Hoo in a quiet moment.  He was deciding at which dog to bark.  See how his fur is turning brown?!
Hoo in a quiet moment. He was deciding at which dog to bark. See how his fur is turning brown?!

 

While we were waiting for our tub, Hoo and I sat on the floor, where I could keep better control of him.  Poor, little, ill-behaved monster that he is–professional, in-home training starts Wednesday night.  He was going nuts barking–was just beside himself.  And when the Husky, who was getting her blow out, started to talk back to him…

Listen, when we walked in, Muttworks was quiet and pleasant.  We ruined the atmosphere.  I was that mother in the grocery store with the screaming kid, only my kid had four legs, fur, and wanted to eat you.

Mostly, he looked like this.  An attack muppet.
Mostly, he looked like this. An attack muppet.
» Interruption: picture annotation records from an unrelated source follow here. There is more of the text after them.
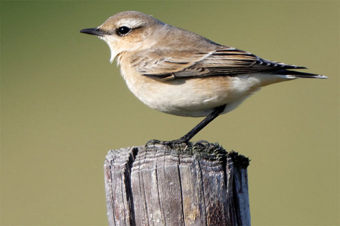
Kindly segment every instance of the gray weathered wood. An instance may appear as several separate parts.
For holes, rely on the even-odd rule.
[[[109,224],[250,225],[249,159],[217,144],[160,145],[109,151]]]

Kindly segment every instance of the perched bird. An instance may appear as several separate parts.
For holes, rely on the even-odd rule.
[[[214,42],[135,11],[121,12],[82,33],[108,44],[133,94],[148,106],[181,116],[207,116],[170,141],[188,143],[219,115],[234,109],[262,86],[300,78],[327,78],[290,69],[305,69],[265,60]]]

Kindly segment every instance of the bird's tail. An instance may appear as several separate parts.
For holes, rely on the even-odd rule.
[[[273,72],[275,74],[286,78],[328,78],[328,77],[327,76],[322,75],[318,75],[316,74],[306,72],[301,72],[296,71],[281,70],[277,70]]]

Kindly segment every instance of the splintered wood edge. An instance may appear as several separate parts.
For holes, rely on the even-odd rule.
[[[148,150],[165,150],[170,154],[181,154],[188,156],[196,155],[211,161],[222,162],[223,165],[226,166],[231,163],[234,166],[232,167],[232,166],[231,166],[232,169],[234,169],[233,170],[231,169],[234,171],[233,174],[236,173],[238,174],[237,175],[234,175],[234,177],[241,177],[240,178],[234,178],[237,179],[237,181],[234,183],[236,183],[235,186],[237,187],[234,187],[233,190],[234,190],[232,193],[237,193],[237,195],[239,196],[237,199],[237,200],[235,201],[238,203],[239,204],[240,204],[239,207],[241,209],[238,210],[238,212],[236,213],[237,216],[230,216],[231,217],[230,220],[231,221],[231,222],[234,222],[235,224],[250,224],[250,216],[249,211],[248,178],[247,178],[246,172],[246,169],[249,165],[250,160],[248,158],[233,151],[230,152],[227,152],[217,143],[195,142],[191,143],[189,145],[185,144],[175,145],[171,147],[155,144],[147,147],[144,146],[128,147],[109,151],[105,161],[104,170],[109,225],[115,225],[117,224],[125,225],[136,224],[136,220],[137,219],[135,219],[136,213],[134,213],[132,192],[132,191],[129,190],[131,189],[131,185],[125,184],[123,180],[124,177],[131,178],[133,165],[135,162],[138,151],[140,150],[147,151]],[[231,163],[231,160],[232,160],[232,163]],[[115,176],[113,175],[112,168],[114,168],[115,170],[121,170],[120,175],[119,174]],[[235,170],[238,168],[238,170]],[[241,172],[243,171],[244,172]],[[244,177],[245,176],[245,178]],[[123,185],[124,187],[121,188],[119,189],[122,192],[120,192],[118,190],[114,192],[113,190],[113,178],[115,178],[115,184]],[[230,181],[228,183],[232,183],[232,181],[233,180]],[[232,186],[231,187],[234,187]],[[128,194],[124,194],[123,192],[124,190],[129,191]],[[240,191],[241,192],[238,192],[237,191]],[[244,199],[245,198],[245,199]],[[122,202],[122,199],[124,200]],[[241,200],[242,199],[243,200]],[[119,202],[122,203],[118,204],[118,203]],[[122,215],[122,213],[124,213]],[[126,213],[128,214],[127,214]],[[184,216],[183,216],[183,217]]]

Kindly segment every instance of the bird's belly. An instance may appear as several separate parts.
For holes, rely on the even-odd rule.
[[[127,79],[127,78],[128,79]],[[224,104],[223,113],[236,108],[259,89],[255,77],[214,77],[160,81],[142,76],[138,81],[125,78],[129,88],[149,107],[181,116],[206,116]]]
For all that, and he barked 80% of the time we were in there, I only got a couple of dirty looks.  The employees were very gracious.

But you want to know about how it all worked.  It worked well!  I got Hoo into a tub, scrubbed him down twice and conditioned him, then helped him onto the grooming table and blew him dry in a quarter of the time it takes with my Conair.  We’d have been finished even faster if he’d cooperated a bit more.

I would definitely go back to Muttworks, but I would try to find a time when there are fewer dogs around.  I’m hoping the training sessions help.  He’s such a barky little guy!

Muttworks gets 4 out of 5 stars from me. 

Why not 5?  Allergies.  I ended up in a snowstorm of Husky fur while that pretty girl was getting her blow out, and I thought my head was going to explode for the rest of the day.  It’s not a place to go if you have any sensitivity at all to dander or fur.  But that’s not something that can be helped.